Surrey Police Board approves development of city’s first policing Indigenization Strategy
Indigenization Strategy a key step towards implementing the Truth and Reconciliation Commission (TRC)’s recommendations for more equitable policing in Canada
Surrey, BC – The Surrey Police Board has approved the development of an Indigenization Strategy as one of the first steps toward the advancement of the Surrey Police Service.
The intent of the Indigenization Strategy is to ensure the priorities and perspectives of Surrey’s Indigenous population are built into the foundation of the Surrey Police Service’s policies and processes, with the long-term goal of reducing Indigenous victimization rates and representation within the criminal justice system.

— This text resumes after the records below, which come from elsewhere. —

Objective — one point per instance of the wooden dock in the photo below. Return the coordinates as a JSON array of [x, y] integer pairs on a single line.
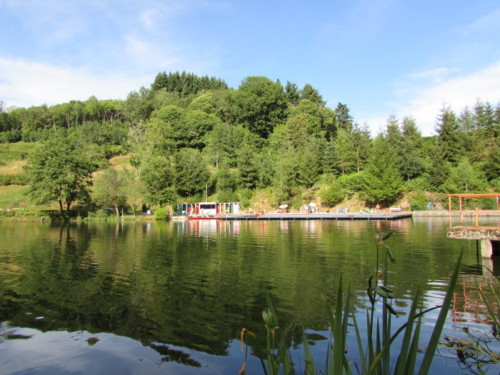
[[320, 216], [487, 236]]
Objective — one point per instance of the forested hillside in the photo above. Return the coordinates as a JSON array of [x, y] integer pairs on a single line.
[[189, 137]]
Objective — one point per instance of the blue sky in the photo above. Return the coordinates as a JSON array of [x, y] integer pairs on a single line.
[[380, 57]]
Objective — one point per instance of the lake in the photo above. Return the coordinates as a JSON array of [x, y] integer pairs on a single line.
[[173, 297]]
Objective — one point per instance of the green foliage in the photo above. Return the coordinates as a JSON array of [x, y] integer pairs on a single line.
[[184, 84], [418, 201], [448, 135], [354, 183], [384, 179], [161, 213], [110, 190], [261, 105], [157, 175], [58, 172], [332, 194], [377, 343], [13, 179], [309, 164], [191, 173], [464, 178]]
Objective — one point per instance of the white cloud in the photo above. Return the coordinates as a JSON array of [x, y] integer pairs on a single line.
[[27, 83], [148, 18], [456, 92], [487, 23]]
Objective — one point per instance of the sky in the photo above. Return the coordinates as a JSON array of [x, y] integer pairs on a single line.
[[379, 57]]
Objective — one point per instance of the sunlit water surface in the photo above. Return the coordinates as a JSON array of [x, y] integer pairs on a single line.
[[157, 297]]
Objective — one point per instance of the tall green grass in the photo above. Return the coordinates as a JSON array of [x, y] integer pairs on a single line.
[[376, 349]]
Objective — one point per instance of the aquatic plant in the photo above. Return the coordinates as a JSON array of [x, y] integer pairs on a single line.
[[477, 351], [374, 349]]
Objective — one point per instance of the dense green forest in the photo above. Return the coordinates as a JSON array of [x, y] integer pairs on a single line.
[[189, 137]]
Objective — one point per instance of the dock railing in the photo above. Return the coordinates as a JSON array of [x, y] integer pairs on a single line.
[[477, 216]]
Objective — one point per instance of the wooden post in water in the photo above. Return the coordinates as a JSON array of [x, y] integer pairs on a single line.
[[461, 214], [449, 210]]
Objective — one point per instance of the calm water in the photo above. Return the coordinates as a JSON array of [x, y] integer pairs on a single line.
[[156, 298]]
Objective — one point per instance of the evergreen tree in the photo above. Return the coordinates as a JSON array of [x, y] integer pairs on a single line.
[[58, 172], [309, 164], [260, 105], [191, 173], [464, 178], [384, 179], [361, 143], [329, 160], [110, 190], [344, 152], [246, 165], [292, 93], [157, 175], [412, 164], [449, 136], [439, 167], [343, 117], [310, 93]]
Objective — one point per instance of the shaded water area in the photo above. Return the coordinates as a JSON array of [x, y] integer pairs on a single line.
[[173, 297]]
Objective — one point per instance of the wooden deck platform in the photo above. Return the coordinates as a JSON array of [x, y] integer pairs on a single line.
[[320, 216]]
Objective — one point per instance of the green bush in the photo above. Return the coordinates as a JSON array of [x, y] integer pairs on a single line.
[[418, 201], [161, 213], [13, 179]]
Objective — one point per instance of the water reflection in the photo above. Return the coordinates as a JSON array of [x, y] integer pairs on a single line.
[[184, 290]]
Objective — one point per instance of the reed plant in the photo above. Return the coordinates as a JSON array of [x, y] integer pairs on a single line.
[[479, 351], [376, 349]]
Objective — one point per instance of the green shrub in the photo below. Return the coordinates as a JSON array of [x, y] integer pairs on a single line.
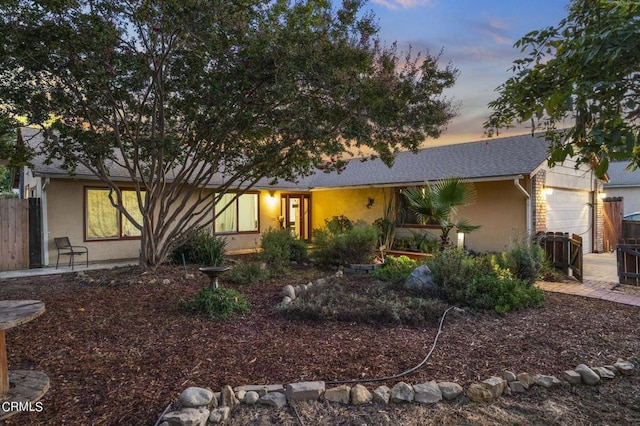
[[279, 248], [395, 269], [201, 249], [247, 273], [478, 282], [355, 245], [377, 304], [217, 305], [525, 260]]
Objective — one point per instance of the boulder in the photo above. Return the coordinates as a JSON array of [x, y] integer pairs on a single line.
[[274, 399], [304, 391], [427, 393], [479, 393], [382, 394], [421, 279], [450, 390], [196, 397], [589, 377], [360, 395], [338, 394], [402, 392]]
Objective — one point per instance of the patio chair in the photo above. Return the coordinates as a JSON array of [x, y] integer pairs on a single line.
[[66, 249]]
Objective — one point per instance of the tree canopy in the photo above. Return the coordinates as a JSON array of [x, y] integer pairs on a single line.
[[579, 84], [175, 92]]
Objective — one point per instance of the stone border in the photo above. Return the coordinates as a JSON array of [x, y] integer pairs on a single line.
[[201, 406]]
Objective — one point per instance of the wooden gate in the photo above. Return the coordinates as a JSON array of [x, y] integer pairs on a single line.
[[612, 215], [628, 256], [14, 234], [564, 252]]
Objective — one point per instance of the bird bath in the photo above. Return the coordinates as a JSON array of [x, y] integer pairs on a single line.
[[213, 272]]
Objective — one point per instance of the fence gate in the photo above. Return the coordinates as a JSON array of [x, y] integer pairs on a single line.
[[628, 256], [564, 252], [14, 234]]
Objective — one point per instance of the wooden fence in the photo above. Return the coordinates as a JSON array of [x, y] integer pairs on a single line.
[[14, 234], [628, 257]]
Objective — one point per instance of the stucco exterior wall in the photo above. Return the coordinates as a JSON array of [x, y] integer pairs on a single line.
[[630, 196]]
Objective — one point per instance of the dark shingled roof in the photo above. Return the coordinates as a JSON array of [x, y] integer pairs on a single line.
[[618, 176], [487, 159], [481, 160]]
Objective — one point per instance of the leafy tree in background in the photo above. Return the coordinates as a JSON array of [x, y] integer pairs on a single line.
[[579, 82], [175, 92]]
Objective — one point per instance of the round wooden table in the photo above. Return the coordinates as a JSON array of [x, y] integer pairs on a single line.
[[18, 388]]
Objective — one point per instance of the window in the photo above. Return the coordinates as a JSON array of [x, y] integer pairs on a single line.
[[239, 215], [103, 221]]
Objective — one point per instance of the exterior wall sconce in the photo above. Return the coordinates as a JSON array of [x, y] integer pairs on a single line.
[[370, 203]]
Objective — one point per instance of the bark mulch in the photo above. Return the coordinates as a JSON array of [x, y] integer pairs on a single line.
[[118, 350]]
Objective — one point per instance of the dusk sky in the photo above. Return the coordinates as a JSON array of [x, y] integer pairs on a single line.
[[476, 36]]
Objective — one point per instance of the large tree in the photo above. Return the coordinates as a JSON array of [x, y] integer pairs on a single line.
[[579, 82], [175, 92]]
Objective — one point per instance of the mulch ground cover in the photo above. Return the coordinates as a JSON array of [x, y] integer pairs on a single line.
[[118, 349]]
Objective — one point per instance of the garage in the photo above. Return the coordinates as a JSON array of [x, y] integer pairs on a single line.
[[570, 211]]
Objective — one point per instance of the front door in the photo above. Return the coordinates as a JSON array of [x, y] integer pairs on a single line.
[[295, 209]]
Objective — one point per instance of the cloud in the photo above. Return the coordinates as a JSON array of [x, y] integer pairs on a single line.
[[405, 4]]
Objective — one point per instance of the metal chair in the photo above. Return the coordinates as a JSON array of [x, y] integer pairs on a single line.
[[66, 249]]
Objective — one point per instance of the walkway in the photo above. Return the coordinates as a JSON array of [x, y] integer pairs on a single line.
[[600, 278]]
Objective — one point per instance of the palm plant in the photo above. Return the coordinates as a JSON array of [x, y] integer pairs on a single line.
[[438, 202]]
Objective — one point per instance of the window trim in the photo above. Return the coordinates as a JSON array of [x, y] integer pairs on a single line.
[[121, 217], [236, 202]]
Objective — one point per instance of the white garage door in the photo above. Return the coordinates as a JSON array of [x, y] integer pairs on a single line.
[[569, 211]]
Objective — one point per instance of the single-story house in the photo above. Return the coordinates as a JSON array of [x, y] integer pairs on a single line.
[[624, 184], [517, 195]]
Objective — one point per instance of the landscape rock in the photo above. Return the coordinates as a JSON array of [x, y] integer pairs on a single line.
[[450, 390], [427, 393], [360, 395], [420, 278], [274, 399], [289, 291], [402, 392], [251, 397], [546, 381], [382, 394], [526, 379], [304, 391], [517, 387], [624, 367], [604, 373], [338, 394], [187, 417], [588, 376], [196, 397], [479, 393], [509, 376], [228, 398], [219, 415], [572, 377], [495, 385]]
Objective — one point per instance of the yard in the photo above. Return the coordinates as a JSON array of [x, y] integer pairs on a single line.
[[118, 350]]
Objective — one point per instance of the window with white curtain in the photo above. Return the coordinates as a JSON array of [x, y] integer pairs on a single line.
[[237, 215]]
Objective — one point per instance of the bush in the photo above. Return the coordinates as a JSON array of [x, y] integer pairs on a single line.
[[217, 305], [247, 273], [201, 249], [479, 283], [279, 248], [525, 260], [377, 304], [355, 245], [395, 269]]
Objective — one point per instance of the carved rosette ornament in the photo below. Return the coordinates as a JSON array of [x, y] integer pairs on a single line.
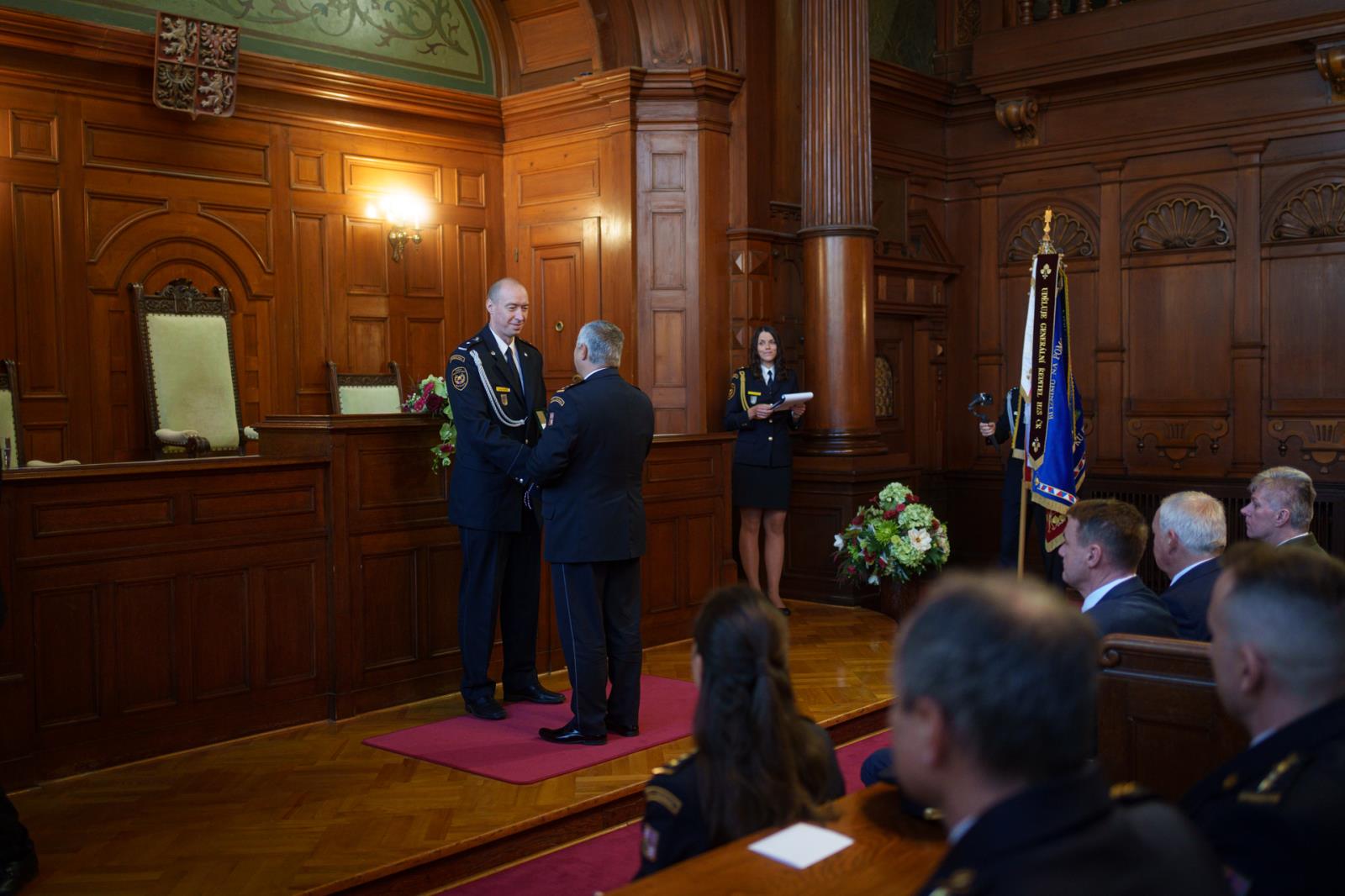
[[1069, 237], [1320, 441], [1180, 224], [1317, 213], [1020, 118], [1177, 439], [1331, 64], [195, 66]]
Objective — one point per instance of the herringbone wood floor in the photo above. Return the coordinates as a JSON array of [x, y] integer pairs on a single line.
[[314, 809]]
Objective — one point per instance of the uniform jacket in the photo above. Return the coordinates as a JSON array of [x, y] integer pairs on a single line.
[[1069, 835], [1188, 600], [1134, 609], [591, 466], [491, 454], [762, 443], [674, 822], [1277, 811]]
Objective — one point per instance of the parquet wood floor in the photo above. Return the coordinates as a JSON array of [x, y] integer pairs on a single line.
[[313, 809]]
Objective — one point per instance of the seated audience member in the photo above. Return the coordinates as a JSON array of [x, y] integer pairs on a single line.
[[1190, 532], [1275, 814], [1281, 508], [994, 727], [757, 763], [1103, 544]]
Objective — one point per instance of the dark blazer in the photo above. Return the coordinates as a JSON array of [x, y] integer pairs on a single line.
[[1134, 609], [491, 454], [1188, 600], [1308, 540], [1275, 813], [762, 443], [591, 465], [1069, 835], [674, 820]]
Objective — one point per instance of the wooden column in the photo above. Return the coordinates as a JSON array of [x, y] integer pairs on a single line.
[[838, 228]]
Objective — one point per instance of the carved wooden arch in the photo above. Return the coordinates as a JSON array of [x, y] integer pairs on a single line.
[[1179, 217], [1308, 208], [1073, 229]]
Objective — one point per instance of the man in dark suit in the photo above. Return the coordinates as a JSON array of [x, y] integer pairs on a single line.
[[497, 393], [973, 739], [1281, 508], [1190, 532], [1275, 813], [1010, 497], [591, 465], [1105, 541]]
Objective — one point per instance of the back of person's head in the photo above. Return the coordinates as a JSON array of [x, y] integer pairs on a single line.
[[757, 763], [1286, 488], [1013, 669], [1289, 604], [1197, 519], [1116, 526]]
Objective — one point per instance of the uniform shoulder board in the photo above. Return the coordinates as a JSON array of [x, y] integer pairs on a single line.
[[672, 766]]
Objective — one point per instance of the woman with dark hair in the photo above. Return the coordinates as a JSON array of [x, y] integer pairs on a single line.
[[762, 458], [757, 762]]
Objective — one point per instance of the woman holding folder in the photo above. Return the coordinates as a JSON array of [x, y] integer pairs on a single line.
[[762, 458]]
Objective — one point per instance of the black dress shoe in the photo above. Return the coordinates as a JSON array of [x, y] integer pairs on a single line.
[[571, 735], [535, 694], [484, 708], [18, 872]]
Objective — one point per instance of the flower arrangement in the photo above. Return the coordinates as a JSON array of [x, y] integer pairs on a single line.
[[894, 535], [430, 397]]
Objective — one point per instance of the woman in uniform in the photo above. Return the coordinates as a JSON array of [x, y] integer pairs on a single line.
[[757, 762], [762, 458]]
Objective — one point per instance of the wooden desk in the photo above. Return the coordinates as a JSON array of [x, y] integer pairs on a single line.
[[892, 855]]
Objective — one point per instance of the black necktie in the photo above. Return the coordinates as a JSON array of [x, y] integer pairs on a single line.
[[513, 372]]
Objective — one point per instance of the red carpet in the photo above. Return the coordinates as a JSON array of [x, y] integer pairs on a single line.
[[611, 860], [511, 751]]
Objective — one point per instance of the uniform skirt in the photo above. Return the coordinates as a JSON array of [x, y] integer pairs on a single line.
[[764, 488]]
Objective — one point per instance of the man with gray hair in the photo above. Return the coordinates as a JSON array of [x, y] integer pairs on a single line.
[[1275, 813], [974, 737], [1281, 508], [1190, 532], [591, 466]]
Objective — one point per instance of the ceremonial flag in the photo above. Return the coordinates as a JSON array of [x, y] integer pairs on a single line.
[[1055, 463]]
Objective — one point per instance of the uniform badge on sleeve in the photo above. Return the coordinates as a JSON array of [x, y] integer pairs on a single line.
[[650, 844]]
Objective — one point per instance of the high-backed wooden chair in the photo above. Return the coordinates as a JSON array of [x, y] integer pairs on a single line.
[[1160, 721], [192, 387], [13, 452], [367, 393]]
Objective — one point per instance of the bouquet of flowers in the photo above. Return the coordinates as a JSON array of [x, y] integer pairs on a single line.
[[430, 397], [894, 535]]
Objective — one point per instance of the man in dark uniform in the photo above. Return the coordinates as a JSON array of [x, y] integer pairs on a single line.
[[1275, 813], [1281, 508], [497, 393], [1010, 497], [591, 465], [972, 736], [1190, 532], [18, 858]]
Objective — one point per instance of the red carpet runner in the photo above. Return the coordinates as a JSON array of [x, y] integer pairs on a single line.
[[511, 751], [609, 860]]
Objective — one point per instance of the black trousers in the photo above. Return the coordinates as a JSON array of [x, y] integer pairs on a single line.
[[598, 615], [13, 835], [502, 573], [1036, 530]]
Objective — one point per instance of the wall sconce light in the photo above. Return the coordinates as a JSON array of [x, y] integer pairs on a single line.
[[404, 213]]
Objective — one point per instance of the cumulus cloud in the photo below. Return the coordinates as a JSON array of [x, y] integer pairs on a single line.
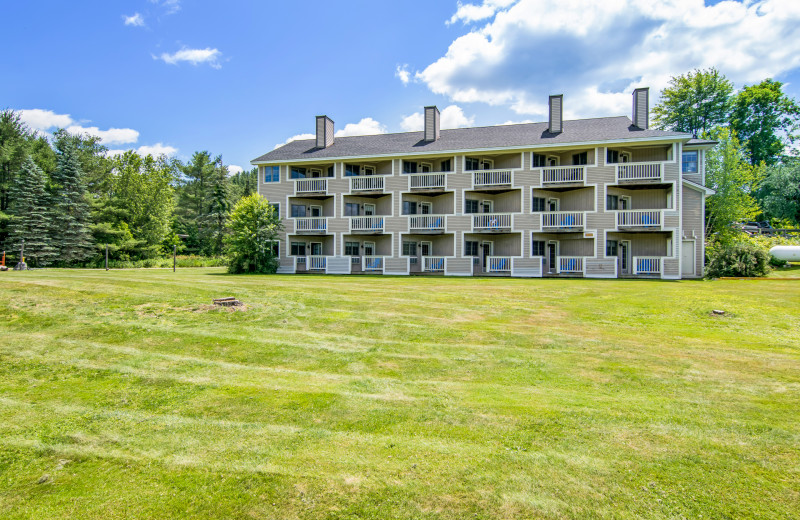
[[403, 73], [450, 117], [44, 120], [595, 53], [110, 136], [193, 56], [135, 20], [366, 126]]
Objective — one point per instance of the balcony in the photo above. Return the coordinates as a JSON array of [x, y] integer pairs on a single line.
[[367, 224], [427, 223], [563, 220], [426, 181], [366, 183], [640, 219], [306, 186], [564, 175], [433, 264], [646, 265], [311, 225], [492, 222], [372, 263], [570, 264], [491, 178], [498, 264], [650, 171]]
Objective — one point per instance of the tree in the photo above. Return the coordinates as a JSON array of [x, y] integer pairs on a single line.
[[779, 193], [735, 180], [30, 217], [70, 232], [696, 102], [254, 227], [765, 119]]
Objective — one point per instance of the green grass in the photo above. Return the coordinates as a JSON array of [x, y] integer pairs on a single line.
[[123, 395]]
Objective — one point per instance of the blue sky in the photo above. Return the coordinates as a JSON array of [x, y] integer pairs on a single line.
[[237, 78]]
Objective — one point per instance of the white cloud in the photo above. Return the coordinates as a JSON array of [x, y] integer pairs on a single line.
[[450, 117], [366, 126], [473, 13], [154, 150], [595, 53], [44, 120], [403, 73], [135, 20], [110, 136], [193, 56]]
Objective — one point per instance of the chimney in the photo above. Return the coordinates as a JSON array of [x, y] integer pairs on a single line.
[[556, 114], [324, 131], [431, 124], [641, 107]]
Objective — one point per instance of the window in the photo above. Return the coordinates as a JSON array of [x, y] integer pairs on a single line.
[[272, 173], [409, 208], [350, 209], [298, 249], [298, 211], [689, 161], [351, 248], [580, 158]]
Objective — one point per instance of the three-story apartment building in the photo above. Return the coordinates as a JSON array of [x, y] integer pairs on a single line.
[[604, 198]]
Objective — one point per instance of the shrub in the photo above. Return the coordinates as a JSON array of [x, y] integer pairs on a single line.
[[739, 259]]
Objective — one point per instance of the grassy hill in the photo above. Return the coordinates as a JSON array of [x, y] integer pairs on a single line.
[[124, 394]]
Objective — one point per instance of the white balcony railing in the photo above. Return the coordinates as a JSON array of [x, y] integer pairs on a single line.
[[427, 222], [646, 265], [563, 220], [498, 264], [492, 177], [639, 218], [311, 186], [371, 224], [311, 224], [491, 221], [570, 264], [372, 263], [426, 180], [563, 174], [433, 264], [366, 183], [316, 262], [639, 171]]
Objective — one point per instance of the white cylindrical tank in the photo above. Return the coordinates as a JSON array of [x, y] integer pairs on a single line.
[[788, 253]]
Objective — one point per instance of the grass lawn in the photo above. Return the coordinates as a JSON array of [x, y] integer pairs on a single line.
[[123, 395]]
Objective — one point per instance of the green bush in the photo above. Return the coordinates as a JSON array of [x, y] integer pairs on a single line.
[[739, 259]]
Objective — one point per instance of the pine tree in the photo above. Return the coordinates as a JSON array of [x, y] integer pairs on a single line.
[[71, 236], [31, 218]]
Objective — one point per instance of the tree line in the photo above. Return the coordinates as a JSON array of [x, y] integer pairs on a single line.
[[755, 169], [68, 199]]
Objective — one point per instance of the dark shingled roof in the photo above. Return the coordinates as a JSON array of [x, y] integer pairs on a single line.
[[486, 137]]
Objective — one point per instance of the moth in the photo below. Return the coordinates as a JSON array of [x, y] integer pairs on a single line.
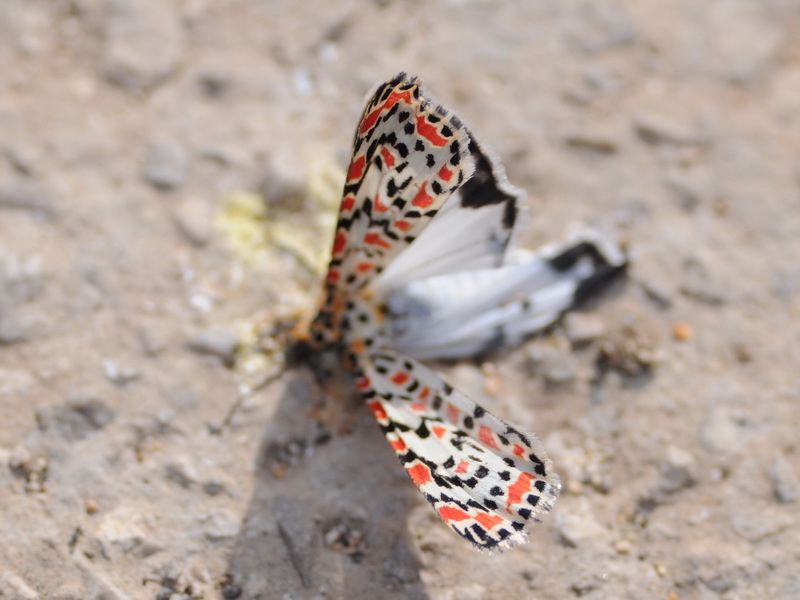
[[424, 265]]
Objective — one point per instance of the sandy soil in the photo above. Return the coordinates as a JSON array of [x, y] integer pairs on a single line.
[[671, 408]]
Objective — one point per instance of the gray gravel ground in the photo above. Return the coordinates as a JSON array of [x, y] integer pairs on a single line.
[[671, 408]]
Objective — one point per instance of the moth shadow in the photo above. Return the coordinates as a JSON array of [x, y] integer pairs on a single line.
[[328, 515]]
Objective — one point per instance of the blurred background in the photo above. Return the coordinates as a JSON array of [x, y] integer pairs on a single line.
[[169, 180]]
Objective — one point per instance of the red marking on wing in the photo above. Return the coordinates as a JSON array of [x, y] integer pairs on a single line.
[[377, 410], [429, 132], [370, 120], [339, 243], [364, 267], [452, 413], [420, 474], [487, 437], [519, 487], [450, 513], [375, 239], [422, 199], [488, 521], [400, 378], [380, 206], [387, 157], [356, 169]]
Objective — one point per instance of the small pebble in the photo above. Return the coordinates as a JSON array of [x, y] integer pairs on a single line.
[[217, 341], [165, 166], [681, 331], [91, 506], [785, 484]]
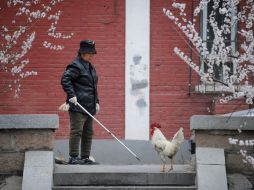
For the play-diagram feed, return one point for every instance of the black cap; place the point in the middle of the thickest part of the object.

This initiative further builds on the Surrey Police Board’s plans to work with a Chief Constable to engage with the Indigenous population in Surrey, which is the home to 22% of Metro Vancouver’s urban Indigenous population and the Katzie and Semiahmoo, the two land-based First Nations whom the SPS will serve.
“This is a critical first step towards reconciliation in policing and an opportunity to reimagine what the relationship between Indigenous groups and police services can look like,” said Harley Chappell, Elected Chief of the Semiahmoo First Nation and Chair of the Surrey Police Board’s Governance Committee. “This is a once in a lifetime opportunity to build Indigenous strategies, perspectives and priorities into the foundation of a policing model rather than imposing an existing policing structure on Indigenous communities.”
The adoption of Indigenization strategies by police services is in accordance with the recommendations of Canada’s Truth and Reconciliation Commission’s Calls to Action and the United Nations Declaration on the Rights of Indigenous Peoples (UNDRIP), which emphasize the importance of acknowledging the legacy of systemic racism and inequality for Indigenous people in Canada.
The Police Board recognizes this is a process that can only move forward with an acknowledgement of the painful legacy of Indigenous people’s experience with policing in Canada, and that a community policing model for the future must be built in consultation with Indigenous people to be truly effective, accountable and responsive.
The Indigenization Strategy is one of numerous strategies the Surrey Police Board and Chief Constable will advance in pursuit of greater consultation and engagement with the city’s BIPOC (Black, Indigenous and people of colour) communities.